In its simplest form, data science is the process of extracting meaningful and actionable information from massive sets of structured, semi-structured, and unstructured data. While the discipline has been around since the early 1960s, it has increased in popularity in recent years with the advent of powerful cloud-based data analysis tools, such as Tableau and Microsoft Power BI. Many industries rely on data science to make business decisions, such as finance, payments, and transportation. Similarly, in cybersecurity, data science can complement rules- and behavioral-based analysis tools to help detect more covert patterns or behaviors and allow for quicker response and more thoughtful decision-making.
Many data analysis and manipulation tools are available on the market today. Some are commercial, others are open source, some are easy to use, and some have a significantly steep learning curve. This blog shows you how to use Gigasheet for performing basic threat hunting. It demonstrates Gigasheet's easy-to-use data analysis features and functions by completing a Pandas data science lab developed by Mike Sconzo and David Dorsey, all in a few simple steps.
Pandas is an open-source tool for data analysis, manipulation, and visualization built on Python. Developed in 2008 at AQR Capital Management, the project has had over 2,000 contributors since its inception and is widely used in academic and commercial domains. In its most straightforward application, the tool works by ingesting an input file (i.e., CSV, JSON, or HTML) from which it creates a 2-dimensional data frame or table to store the file's data. It then applies some user-defined processing and returns the result on the screen as either text or plot.
If you want to follow along, you can sign up for a free Gigasheet account, or you can see it in action by watching this short tutorial.
The lab intends to analyze a large conn.log Zeek (formerly Bro) file using Pandas. But before you can start analyzing data, the lab instructions direct you to create a sample of the conn.log file because it is too large to fit in memory. The tool reads about 300k randomly selected lines and writes them to a new file.
Next, Pandas imports the new file into memory to create a data frame and verifies that the data was loaded correctly using some head() and tail() commands.
Figure 1 - File Sampling & Creation with Pandas
Figure 2 - File Input & Verification with Pandas
First off, with Gigasheet we don't need to sample the input file. We don't even need to download the file locally and unzip it before importing it to Gigasheet. We can copy and paste the file's URL into Gigasheet's link import function, and Gigasheet does the rest. The file we will analyze in Gigasheet contains 22 million lines (as opposed to 300k analyzed with Pandas).
Figure 3 - File Upload & Verification with Gigasheet
Data Summarization and Types
Next, the lab instructs you to run a describe() function to obtain a numeric summarization of all numerical columns and a dtypes function to see the type of information stored in each column.

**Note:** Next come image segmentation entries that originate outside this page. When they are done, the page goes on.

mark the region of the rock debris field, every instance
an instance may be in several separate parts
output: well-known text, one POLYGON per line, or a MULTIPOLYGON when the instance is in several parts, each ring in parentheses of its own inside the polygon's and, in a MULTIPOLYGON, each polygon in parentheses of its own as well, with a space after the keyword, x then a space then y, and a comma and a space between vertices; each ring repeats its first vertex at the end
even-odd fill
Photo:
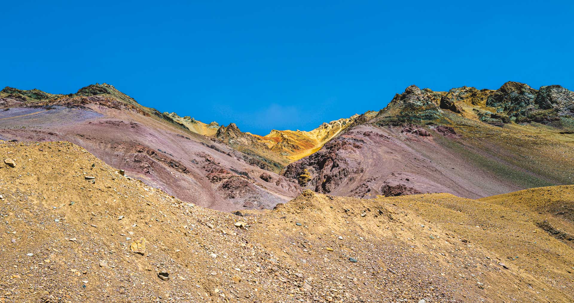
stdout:
MULTIPOLYGON (((307 190, 273 210, 224 213, 67 142, 0 141, 0 302, 574 300, 568 240, 536 225, 574 233, 552 210, 307 190)), ((572 206, 572 186, 544 188, 572 206)))

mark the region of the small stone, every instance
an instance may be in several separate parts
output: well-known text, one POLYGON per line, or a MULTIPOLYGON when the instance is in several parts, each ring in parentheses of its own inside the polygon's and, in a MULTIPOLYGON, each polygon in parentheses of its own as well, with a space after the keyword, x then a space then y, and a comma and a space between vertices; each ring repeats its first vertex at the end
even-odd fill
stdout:
POLYGON ((158 273, 157 276, 164 281, 168 281, 169 280, 169 271, 168 271, 166 269, 162 269, 161 271, 158 273))
POLYGON ((305 283, 303 284, 303 288, 308 292, 311 292, 311 289, 313 289, 313 288, 311 287, 311 284, 308 283, 307 281, 305 281, 305 283))
POLYGON ((14 162, 14 160, 12 160, 10 158, 6 158, 6 159, 4 159, 4 163, 6 164, 6 165, 7 165, 8 166, 9 166, 10 167, 15 167, 16 166, 16 163, 14 162))
POLYGON ((131 245, 130 245, 130 249, 134 254, 139 254, 144 255, 144 254, 145 253, 145 238, 142 237, 139 240, 135 240, 131 242, 131 245))
POLYGON ((245 226, 247 225, 247 223, 243 221, 237 221, 236 222, 235 222, 235 224, 234 224, 234 225, 235 225, 236 227, 239 227, 240 229, 245 229, 245 226))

Figure 4 - Data Summarization and Types with Pandas
How do we do the same in Gigasheet? We open the uploaded file to see all the columns and rows. That's it!
Figure 5 - Data Summarization and Types with Gigasheet
Next, the lab directs you to change the ts (timestamp) column to a readable date-time format. The timestamp in Bro files is in Unix time format, which is difficult for humans to discern. In Pandas, you change the ts column format using the to_datetime() function. However, the lab instructions do not specify how to select a time zone. It then uses the describe() function again to verify that the format conversion was successful and removes the original ts column from the data frame.

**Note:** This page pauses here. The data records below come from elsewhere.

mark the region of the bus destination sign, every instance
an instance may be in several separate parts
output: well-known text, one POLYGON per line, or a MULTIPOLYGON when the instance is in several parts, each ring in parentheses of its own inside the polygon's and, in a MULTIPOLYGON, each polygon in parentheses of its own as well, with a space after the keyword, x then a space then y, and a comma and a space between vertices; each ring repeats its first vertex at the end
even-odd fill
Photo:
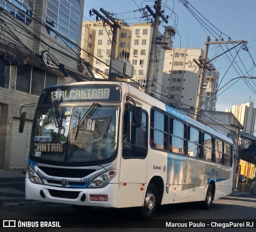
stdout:
POLYGON ((109 88, 81 88, 51 92, 52 100, 61 101, 90 99, 108 99, 109 88))

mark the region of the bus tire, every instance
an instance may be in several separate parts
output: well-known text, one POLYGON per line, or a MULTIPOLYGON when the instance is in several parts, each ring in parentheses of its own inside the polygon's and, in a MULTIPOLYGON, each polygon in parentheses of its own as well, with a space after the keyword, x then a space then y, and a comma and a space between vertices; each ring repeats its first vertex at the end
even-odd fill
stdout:
POLYGON ((72 204, 72 208, 76 211, 84 213, 90 211, 92 208, 92 206, 85 206, 84 205, 78 205, 77 204, 72 204))
POLYGON ((150 219, 156 210, 158 200, 157 190, 154 184, 148 185, 145 196, 143 206, 140 207, 139 217, 142 220, 150 219))
POLYGON ((213 187, 212 185, 210 184, 208 186, 205 200, 202 203, 202 208, 206 210, 210 209, 212 204, 213 197, 213 187))

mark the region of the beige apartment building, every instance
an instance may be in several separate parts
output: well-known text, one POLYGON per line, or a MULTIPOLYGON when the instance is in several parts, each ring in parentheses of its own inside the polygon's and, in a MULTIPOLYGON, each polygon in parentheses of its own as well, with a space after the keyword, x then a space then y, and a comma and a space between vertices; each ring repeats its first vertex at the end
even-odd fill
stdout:
MULTIPOLYGON (((171 106, 182 108, 195 107, 200 70, 193 61, 203 57, 200 48, 175 48, 164 54, 161 100, 171 106)), ((206 70, 204 83, 202 110, 216 110, 216 98, 211 96, 218 85, 219 72, 213 65, 206 70), (209 92, 210 91, 210 92, 209 92)))
MULTIPOLYGON (((122 21, 119 23, 121 28, 118 30, 115 56, 125 60, 133 67, 130 79, 123 80, 138 83, 143 87, 146 85, 153 27, 151 24, 136 23, 131 26, 122 21)), ((160 32, 159 35, 161 35, 160 32)), ((104 26, 101 21, 83 22, 81 55, 92 66, 96 78, 108 78, 112 36, 110 27, 104 26)), ((159 61, 163 61, 164 55, 164 50, 158 45, 152 87, 155 92, 161 87, 158 86, 158 83, 162 82, 162 64, 159 61)), ((158 91, 160 93, 160 90, 158 91)))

Figure 6 - Convert Column Types and Remove Columns with Pandas
In Gigasheet, we apply the Cleanup Unix Time to the ts column (or column labeled A in Figure 7) and select a timezone, which creates a new column with the desired time format and zone. We can then uncheck the ts column to remove it from view or delete it forever.
Figure 7 - Convert Column Types with Gigasheet
Next, the lab instructs you to run several functions to select all the rows that contain SSL traffic and identify unique originator bytes values. It does this in three steps using conn_df and conn_df.head functions.
Figure 8 - Row Selection in Pandas
In Gigasheet, we can apply a filter to the service column to look for all values matching SSL and then group by the origin_bytes column to see all the unique originator bytes values. We can even sort in ascending or descending order with one click.
Figure 9 - Row Selection in Gigasheet
For the final exercise, the lab challenges you to use all the techniques described to find the unique source ports and IP addresses associated with all HTTP connections over any ports other than 80. It even gives bonus points for the number of connections for each source IP address.
In Gigasheet, we can apply a filter to the service column to look for values equal to HTTP. We can then use a second filter on the id.resp_p column (or responding host's port) to look for values NOT matching port 80, which will display all HTTP connections over any port except 80. To find all unique source ports, we can group the connections by the id.orig_h column (or originating host's IP address), and lastly, we can re-group by the id.orig_port column (or originator's source port) to find all unique source ports.
Figure 10 – Final Exercise in Gigasheet